A smile returned to Shalizeh’s lips.

 

SEVEN

It was one of those dreams where you knew you were in it, knew you couldn’t escape it, and—perhaps worst of all—knew what was coming.

Beck was in the rented convertible—the one that should’ve been returned to Avis after the conference in Connecticut but was now costing the CDC $29.95 per day plus gas and mileage—motoring along northern New Jersey’s Route 17. The top was down on another postcard-perfect day, the Appalachians majestic in the distance. Route 17 was a major artery, all the land on either side developed within an inch of its life.

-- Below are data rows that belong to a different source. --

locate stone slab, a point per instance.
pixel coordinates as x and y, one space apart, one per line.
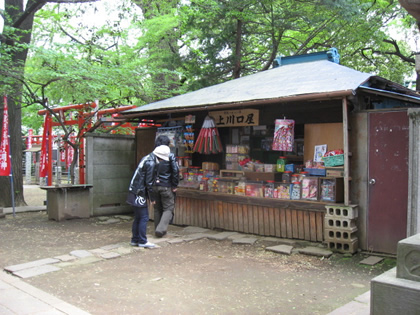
195 229
36 263
65 258
363 298
98 251
81 253
281 249
110 247
110 255
371 260
315 251
110 221
87 260
35 271
408 258
176 241
123 250
244 240
221 236
124 217
352 308
194 237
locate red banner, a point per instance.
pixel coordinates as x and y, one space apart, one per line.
43 171
5 158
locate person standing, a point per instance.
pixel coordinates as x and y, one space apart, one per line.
141 189
166 183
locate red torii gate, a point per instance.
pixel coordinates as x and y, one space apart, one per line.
80 121
83 121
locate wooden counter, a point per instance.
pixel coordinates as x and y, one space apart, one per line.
294 219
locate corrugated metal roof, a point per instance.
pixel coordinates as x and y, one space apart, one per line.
318 77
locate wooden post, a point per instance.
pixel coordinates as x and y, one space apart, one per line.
346 153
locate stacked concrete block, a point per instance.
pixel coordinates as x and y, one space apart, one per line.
340 228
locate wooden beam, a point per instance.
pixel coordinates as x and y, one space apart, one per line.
346 152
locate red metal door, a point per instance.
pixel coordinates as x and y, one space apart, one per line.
388 180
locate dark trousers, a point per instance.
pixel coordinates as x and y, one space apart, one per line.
164 207
139 228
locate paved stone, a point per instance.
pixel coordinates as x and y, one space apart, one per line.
194 237
315 251
236 236
352 308
221 236
110 255
102 218
283 241
86 260
244 240
176 241
364 298
157 240
32 264
281 249
65 258
18 297
98 251
371 260
35 271
195 229
110 221
112 246
81 253
123 250
124 217
24 209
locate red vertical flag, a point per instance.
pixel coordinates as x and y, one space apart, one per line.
43 171
5 158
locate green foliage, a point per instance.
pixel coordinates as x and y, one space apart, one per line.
153 50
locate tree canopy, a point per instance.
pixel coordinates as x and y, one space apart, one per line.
56 52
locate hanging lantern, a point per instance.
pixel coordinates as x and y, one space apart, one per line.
208 141
284 135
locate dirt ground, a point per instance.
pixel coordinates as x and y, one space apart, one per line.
197 277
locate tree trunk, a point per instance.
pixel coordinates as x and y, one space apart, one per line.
14 9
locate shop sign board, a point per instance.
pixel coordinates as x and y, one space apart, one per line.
236 118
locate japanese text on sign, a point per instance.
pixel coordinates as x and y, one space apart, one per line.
236 118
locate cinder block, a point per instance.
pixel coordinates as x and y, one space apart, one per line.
344 212
343 246
338 235
339 223
408 258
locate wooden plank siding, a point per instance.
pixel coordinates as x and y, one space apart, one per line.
278 218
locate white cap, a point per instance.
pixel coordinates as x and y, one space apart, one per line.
162 152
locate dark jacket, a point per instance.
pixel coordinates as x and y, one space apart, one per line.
144 177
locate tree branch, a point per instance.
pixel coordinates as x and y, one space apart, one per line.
38 4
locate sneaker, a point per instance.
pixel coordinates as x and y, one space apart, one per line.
160 234
147 245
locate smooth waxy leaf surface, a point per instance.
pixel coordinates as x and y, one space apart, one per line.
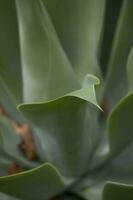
10 70
130 70
116 81
113 191
79 26
10 144
40 183
47 72
121 126
67 125
9 52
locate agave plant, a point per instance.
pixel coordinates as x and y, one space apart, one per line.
63 135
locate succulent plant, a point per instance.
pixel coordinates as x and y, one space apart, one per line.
64 136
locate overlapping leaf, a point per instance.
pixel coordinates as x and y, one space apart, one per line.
116 81
40 183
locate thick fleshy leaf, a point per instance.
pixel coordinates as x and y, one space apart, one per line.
116 191
120 125
40 183
110 23
9 144
116 82
47 72
79 26
67 128
130 70
10 71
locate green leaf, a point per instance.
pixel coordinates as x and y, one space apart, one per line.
10 71
116 81
130 70
116 191
67 128
47 72
110 22
40 183
79 26
120 125
10 142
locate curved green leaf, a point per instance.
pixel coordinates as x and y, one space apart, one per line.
120 125
47 72
130 70
9 144
69 126
79 26
116 191
10 71
40 183
116 81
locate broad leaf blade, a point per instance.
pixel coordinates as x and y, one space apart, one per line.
117 191
40 183
10 71
69 126
79 26
116 81
47 72
120 125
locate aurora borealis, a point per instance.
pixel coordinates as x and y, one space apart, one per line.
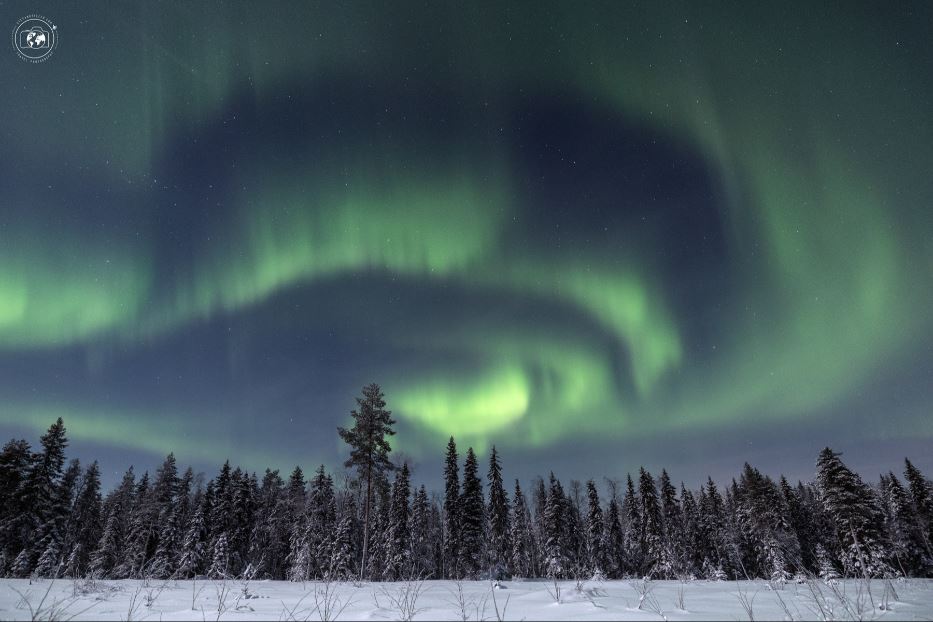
597 235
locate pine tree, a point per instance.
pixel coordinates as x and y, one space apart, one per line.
521 536
595 551
555 555
452 543
369 453
499 545
858 519
472 520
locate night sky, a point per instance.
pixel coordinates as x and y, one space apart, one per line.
594 235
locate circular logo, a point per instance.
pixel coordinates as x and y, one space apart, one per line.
35 38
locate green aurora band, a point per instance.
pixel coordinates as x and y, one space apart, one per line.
821 204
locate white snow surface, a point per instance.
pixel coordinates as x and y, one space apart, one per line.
66 599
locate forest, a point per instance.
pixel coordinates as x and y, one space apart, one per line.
370 523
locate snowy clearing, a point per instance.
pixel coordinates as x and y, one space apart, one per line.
64 599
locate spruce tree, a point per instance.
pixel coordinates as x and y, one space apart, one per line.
691 560
672 527
266 551
907 548
471 518
39 493
634 558
108 553
595 552
555 559
499 545
921 495
398 553
521 537
858 519
369 448
451 512
16 463
87 523
420 536
715 563
52 535
614 541
193 556
139 535
650 532
169 506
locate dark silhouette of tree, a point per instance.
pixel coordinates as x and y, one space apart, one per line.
369 448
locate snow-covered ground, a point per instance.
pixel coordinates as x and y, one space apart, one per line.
469 600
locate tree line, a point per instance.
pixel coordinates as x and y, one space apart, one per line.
54 520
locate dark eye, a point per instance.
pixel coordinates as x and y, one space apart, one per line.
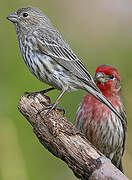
111 76
25 14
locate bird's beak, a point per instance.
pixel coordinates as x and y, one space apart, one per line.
13 17
100 77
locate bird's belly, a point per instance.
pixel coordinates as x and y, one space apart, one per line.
107 136
50 72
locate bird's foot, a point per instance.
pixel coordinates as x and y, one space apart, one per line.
49 107
37 92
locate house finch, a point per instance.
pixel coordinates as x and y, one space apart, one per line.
49 57
100 125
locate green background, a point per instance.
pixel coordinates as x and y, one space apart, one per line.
99 32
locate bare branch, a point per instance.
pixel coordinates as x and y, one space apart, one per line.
64 141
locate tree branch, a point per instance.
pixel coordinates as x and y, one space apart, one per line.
63 140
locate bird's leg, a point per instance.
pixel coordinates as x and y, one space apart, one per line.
37 92
52 106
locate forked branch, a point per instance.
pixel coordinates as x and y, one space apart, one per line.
63 140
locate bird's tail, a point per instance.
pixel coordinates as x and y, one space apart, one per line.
121 167
98 95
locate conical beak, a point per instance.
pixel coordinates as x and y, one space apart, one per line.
13 17
99 77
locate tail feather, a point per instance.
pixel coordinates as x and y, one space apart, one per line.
121 167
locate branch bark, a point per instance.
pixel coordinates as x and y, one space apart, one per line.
63 140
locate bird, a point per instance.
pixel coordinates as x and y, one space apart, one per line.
100 125
49 57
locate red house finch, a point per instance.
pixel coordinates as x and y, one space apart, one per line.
49 57
100 125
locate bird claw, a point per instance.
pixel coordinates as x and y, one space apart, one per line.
49 107
37 92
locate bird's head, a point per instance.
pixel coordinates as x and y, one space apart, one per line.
108 79
28 17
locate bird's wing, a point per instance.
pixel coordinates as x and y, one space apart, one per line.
124 124
66 58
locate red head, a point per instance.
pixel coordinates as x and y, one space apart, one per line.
108 80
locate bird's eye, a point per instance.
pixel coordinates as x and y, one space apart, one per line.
111 76
25 14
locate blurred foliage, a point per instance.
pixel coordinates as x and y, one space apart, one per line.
98 32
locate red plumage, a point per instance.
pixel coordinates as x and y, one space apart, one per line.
99 124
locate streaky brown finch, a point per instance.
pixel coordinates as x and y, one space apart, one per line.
49 57
100 125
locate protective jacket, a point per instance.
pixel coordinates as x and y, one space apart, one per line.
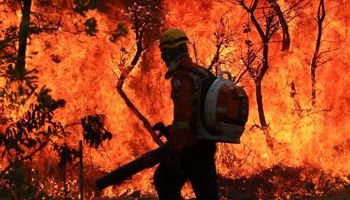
183 132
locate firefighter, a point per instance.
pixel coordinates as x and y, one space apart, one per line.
186 158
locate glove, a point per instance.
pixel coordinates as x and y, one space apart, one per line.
163 130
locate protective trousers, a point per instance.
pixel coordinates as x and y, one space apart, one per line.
196 164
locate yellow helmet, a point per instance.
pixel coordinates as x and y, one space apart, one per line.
172 38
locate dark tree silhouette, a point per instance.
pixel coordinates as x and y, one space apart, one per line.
267 18
321 14
141 15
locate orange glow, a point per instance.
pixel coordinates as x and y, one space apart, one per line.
83 70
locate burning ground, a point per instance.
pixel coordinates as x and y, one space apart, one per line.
102 58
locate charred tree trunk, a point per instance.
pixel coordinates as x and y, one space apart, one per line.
284 25
139 29
259 102
321 14
23 34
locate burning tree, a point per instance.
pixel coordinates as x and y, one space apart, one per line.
268 19
142 15
27 122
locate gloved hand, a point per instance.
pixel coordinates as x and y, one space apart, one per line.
163 130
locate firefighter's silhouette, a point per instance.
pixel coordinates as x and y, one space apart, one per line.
186 158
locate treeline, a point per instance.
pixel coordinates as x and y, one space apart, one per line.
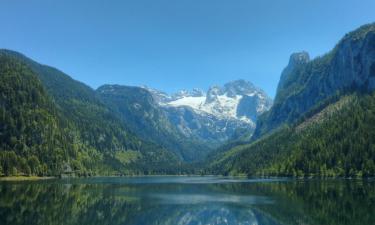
341 143
52 125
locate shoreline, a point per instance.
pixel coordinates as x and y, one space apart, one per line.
25 178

Car dealerships, home-improvement centers, anonymous office buildings, health clubs, strip malls. Since this was a dream, most of it was a blur.

Cara wasn’t in the passenger seat; she had decided to spend another day at the lab working on vaccines. He wasn’t sure where he was going; that information had not been included. He had heard once that dreams were, in fact, complete in their chronologies. But the mind protected the soul by blocking out most of the hurtful segments. If they didn’t, many of us would wake with our sanity erased. We’d end up in state institutions, strapped to beds and screaming at the ceiling.

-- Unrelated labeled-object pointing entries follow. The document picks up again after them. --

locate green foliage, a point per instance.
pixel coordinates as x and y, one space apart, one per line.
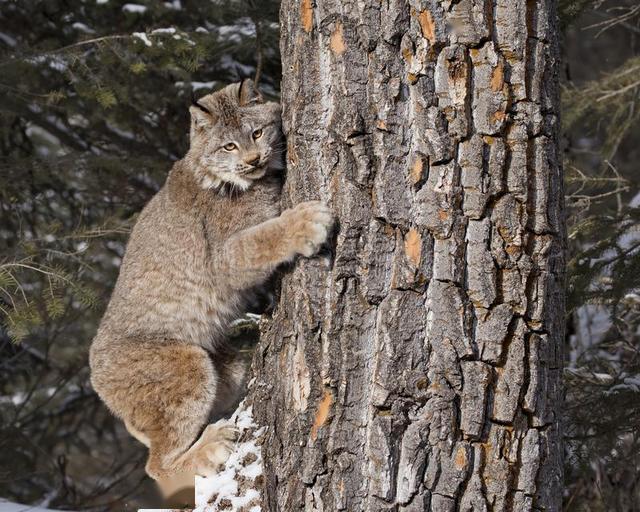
603 376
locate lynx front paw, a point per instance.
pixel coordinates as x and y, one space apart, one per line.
214 447
308 225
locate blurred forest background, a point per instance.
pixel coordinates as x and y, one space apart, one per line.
93 113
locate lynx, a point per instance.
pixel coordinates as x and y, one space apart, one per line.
199 250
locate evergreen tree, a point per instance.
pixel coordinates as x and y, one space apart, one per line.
95 98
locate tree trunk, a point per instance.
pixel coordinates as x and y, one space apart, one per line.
419 367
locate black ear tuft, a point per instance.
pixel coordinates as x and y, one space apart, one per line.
196 104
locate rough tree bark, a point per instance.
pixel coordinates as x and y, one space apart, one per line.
419 369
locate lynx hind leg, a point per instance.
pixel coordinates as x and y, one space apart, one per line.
231 370
167 392
213 448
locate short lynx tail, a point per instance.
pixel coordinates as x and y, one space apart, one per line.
232 370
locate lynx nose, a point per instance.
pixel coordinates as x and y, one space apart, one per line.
252 159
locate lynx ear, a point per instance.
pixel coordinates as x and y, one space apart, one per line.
248 94
200 115
200 118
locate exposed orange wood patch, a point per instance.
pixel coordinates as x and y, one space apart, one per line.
306 15
336 41
499 116
461 458
417 170
291 152
497 77
413 246
427 26
321 414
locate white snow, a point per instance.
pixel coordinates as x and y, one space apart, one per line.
143 37
159 31
83 28
137 8
224 486
243 27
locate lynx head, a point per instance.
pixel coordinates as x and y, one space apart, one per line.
235 137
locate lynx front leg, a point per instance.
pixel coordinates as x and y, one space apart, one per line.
250 256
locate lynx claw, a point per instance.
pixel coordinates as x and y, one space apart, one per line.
311 223
217 444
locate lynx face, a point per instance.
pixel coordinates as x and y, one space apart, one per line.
235 137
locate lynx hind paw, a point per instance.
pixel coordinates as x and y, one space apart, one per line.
216 445
312 222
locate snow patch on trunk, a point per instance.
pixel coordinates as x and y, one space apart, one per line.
237 486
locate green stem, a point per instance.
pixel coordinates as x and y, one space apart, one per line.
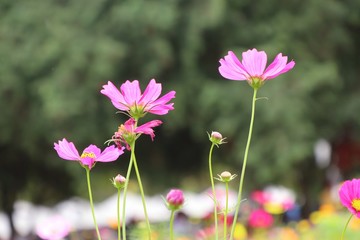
141 189
226 208
118 213
244 164
172 217
124 198
347 223
91 202
213 190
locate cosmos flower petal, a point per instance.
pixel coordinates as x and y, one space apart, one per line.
252 67
130 99
151 93
254 62
131 92
115 96
110 154
348 193
278 66
231 68
147 128
67 150
161 105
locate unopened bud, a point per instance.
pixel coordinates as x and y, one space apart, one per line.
175 199
119 181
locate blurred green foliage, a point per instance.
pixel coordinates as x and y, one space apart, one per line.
57 54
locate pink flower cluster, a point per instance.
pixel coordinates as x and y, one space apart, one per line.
130 100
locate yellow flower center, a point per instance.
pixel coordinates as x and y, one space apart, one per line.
356 204
88 154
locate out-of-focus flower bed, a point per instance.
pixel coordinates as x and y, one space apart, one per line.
271 213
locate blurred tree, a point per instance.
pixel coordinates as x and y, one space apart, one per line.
57 54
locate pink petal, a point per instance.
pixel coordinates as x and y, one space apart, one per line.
151 93
147 128
67 150
278 66
159 107
254 62
115 96
231 68
131 92
110 154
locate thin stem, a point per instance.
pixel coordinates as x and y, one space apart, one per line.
226 208
213 190
118 213
124 198
91 202
244 164
141 189
172 217
347 223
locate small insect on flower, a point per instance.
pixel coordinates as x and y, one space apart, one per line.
92 154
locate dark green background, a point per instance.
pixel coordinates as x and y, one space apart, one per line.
56 55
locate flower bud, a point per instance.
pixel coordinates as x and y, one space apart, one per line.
226 176
175 199
119 181
216 138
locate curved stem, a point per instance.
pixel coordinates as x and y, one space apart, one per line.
118 213
91 202
347 223
213 190
172 217
124 198
141 189
244 164
226 208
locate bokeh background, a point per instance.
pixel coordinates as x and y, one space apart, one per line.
56 55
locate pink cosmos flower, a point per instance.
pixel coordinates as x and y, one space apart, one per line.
260 219
92 154
53 228
129 132
175 199
349 194
252 67
130 99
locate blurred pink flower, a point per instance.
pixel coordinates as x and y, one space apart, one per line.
260 197
53 228
92 154
130 99
349 194
260 219
129 132
175 199
252 67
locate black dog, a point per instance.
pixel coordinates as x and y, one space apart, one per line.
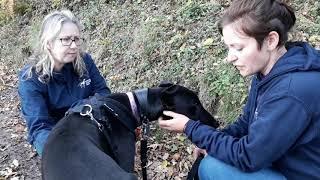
78 148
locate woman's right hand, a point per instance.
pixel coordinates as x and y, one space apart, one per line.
197 151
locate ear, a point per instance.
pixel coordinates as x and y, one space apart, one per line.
272 40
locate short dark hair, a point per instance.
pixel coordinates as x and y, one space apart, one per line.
257 18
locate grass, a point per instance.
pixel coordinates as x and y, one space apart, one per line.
140 43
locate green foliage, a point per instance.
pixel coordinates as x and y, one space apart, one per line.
193 10
230 88
22 7
4 17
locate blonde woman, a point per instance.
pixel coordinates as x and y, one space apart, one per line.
61 75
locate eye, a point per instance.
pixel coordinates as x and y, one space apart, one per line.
239 49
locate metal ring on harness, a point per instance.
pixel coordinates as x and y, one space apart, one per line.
86 110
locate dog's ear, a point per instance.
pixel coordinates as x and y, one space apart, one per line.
165 84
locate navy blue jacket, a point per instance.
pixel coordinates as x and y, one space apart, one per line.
280 124
43 104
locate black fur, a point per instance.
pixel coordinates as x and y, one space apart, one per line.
76 149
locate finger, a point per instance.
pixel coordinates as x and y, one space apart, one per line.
163 123
169 113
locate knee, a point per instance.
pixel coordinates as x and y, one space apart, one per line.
212 168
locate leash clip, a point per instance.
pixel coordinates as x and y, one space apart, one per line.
87 111
145 127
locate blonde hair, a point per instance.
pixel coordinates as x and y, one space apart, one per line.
43 62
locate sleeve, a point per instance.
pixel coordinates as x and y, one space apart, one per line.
35 112
98 82
271 134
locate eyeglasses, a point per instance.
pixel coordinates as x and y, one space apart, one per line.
67 41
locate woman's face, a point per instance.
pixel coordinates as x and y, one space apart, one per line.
65 48
243 52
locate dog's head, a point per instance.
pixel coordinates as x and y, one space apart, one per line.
168 96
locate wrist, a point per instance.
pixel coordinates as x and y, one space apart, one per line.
185 126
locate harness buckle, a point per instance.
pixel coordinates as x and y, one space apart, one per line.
87 111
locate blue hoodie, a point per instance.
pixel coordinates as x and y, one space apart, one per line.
44 104
280 124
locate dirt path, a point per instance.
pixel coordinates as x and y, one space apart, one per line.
18 161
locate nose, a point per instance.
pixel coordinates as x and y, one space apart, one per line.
73 45
231 57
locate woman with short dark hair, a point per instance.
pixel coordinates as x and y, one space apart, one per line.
277 136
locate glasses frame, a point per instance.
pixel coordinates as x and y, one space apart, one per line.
77 41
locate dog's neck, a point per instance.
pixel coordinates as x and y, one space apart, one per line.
133 105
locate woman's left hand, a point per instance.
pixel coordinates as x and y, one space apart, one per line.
177 123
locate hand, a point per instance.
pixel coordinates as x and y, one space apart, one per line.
177 123
197 151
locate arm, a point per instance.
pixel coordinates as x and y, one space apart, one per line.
98 82
35 112
270 136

There were a few other vehicles around. He’d been on 17 many times now, and the thickness of traffic had steadily diminished. People went into hiding, or packed their things and moved on. The state had issued warnings not to do so. Roadblocks had been set up, but mostly as a bluff. Unless a federal order was handed down, law-enforcement agencies couldn’t actually stop anyone from traveling. Even if they tried, the locals knew every obscure back road. It was said you could go anywhere in New Jersey without touching a highway. Beck had thought it was a myth, but not anymore. It was the most densely populated state in the nation, and with that swollen population came excessive development. Aside from the Pine Barrens in the southern third, the Garden State was now a landscape of concrete and steel. If you wanted to leave and knew your way around, no one was going to stop you.

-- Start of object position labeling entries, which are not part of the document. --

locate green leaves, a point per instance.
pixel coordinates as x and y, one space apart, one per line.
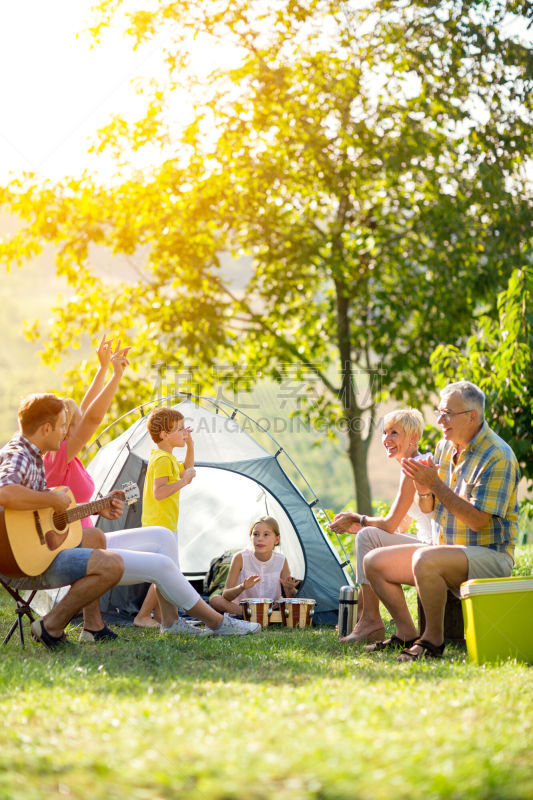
497 357
365 159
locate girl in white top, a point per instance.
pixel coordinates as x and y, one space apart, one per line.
260 572
402 430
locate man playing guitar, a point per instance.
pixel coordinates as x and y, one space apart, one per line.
42 422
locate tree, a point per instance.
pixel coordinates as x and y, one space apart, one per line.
367 157
498 358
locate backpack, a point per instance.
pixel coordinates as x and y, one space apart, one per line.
215 578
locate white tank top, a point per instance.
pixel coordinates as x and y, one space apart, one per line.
422 522
269 585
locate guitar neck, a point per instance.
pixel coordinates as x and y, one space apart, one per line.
85 509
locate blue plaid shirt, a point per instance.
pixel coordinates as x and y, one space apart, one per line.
21 462
487 475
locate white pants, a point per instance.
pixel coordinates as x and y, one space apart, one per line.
151 555
369 538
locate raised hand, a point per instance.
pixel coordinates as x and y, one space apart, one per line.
346 522
119 359
105 351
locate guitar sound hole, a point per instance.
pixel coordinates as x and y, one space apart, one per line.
60 522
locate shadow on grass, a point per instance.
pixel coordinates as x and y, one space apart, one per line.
275 657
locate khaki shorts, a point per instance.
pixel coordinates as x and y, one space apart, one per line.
485 563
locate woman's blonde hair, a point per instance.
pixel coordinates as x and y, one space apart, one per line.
273 523
410 419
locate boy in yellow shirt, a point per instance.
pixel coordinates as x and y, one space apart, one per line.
165 477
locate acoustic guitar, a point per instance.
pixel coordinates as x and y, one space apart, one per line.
30 540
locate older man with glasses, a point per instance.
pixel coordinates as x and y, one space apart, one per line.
472 491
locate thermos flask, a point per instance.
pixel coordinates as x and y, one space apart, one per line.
347 609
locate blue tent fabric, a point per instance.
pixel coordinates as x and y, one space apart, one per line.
216 509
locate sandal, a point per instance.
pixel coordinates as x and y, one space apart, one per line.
394 643
429 650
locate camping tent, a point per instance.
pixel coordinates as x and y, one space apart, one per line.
237 480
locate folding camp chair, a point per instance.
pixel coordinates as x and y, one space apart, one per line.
23 606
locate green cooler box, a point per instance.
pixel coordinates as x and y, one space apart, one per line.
498 617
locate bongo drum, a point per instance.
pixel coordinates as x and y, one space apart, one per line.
257 609
296 612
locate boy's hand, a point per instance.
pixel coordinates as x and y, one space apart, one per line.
187 475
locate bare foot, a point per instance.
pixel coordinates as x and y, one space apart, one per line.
367 636
145 622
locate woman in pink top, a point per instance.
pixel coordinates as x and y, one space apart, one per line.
64 468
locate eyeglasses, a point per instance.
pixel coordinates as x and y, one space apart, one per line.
449 414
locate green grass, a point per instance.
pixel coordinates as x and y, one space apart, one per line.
285 714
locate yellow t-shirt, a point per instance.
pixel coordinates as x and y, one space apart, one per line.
161 512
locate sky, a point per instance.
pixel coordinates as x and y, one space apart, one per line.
55 90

The stereo was on, spinning one of his beloved ’70s CDs. Strangely, though, the song playing was Michael Martin Murphey’s “Wildfire.” Released in June of 1975, it ostensibly told the story of a lost horse and its owner but was metaphorically a reference to escaping a miserable life for something better. While melodically stunning, certain lyrical passages had always disturbed him. It was one of the few ’70s classics that, even now, he could not stand to hear. For this alone he wished he could force himself awake.

An eighteen-wheeler roared past him on the left. The driver blew the horn in several frantic bleats, as if trying to communicate a coherent thought. Beck glanced over and saw that the windows were smoked, giving the rig a sinister appearance. As it rattled past, he saw the letters
D.O.A.
painted huge on the side of the trailer. A chill blew through him, and his heart began drumming. Then, as the rig dropped its clutch and began barreling away, he tried to scream—
No!
—but only hot air came out. He tried again and again. A distant part of him knew you couldn’t muster any vocal force in a dream, any more than you could stop yourself from falling or outrun the swarm of killer bees that was just behind you, their tiny eyes trained on the soft flesh of your neck. But he kept trying.

The rig swerved into the middle lane, in front of him, the horn still blasting. Beck pressed the gas pedal to the floor, and that helped close the distance somewhat. But it wasn’t enough … wouldn’t be enough.… He kept on blowing hot air with his useless dream-voice.

The overpass was coming up quickly. It was a pedestrian bridge, with an inward-curved cage along the flanks. He saw the woman running up the steps on the right. When she reached the top she looked to the road, to the rig. As it drew closer, she moved toward the middle. There was a gap in the cage for some reason. She stopped there, and Beck could see she was holding a baby in her arms.

The truck driver stopped working the horn. Then all other sounds ceased—no wheels rattling, no Michael Martin Murphey singing “Wildfire,” not even the hoarse whisper of his attempted screams. He had become frozen now and could do nothing but watch. He felt a peculiar pressure on both sides of his head.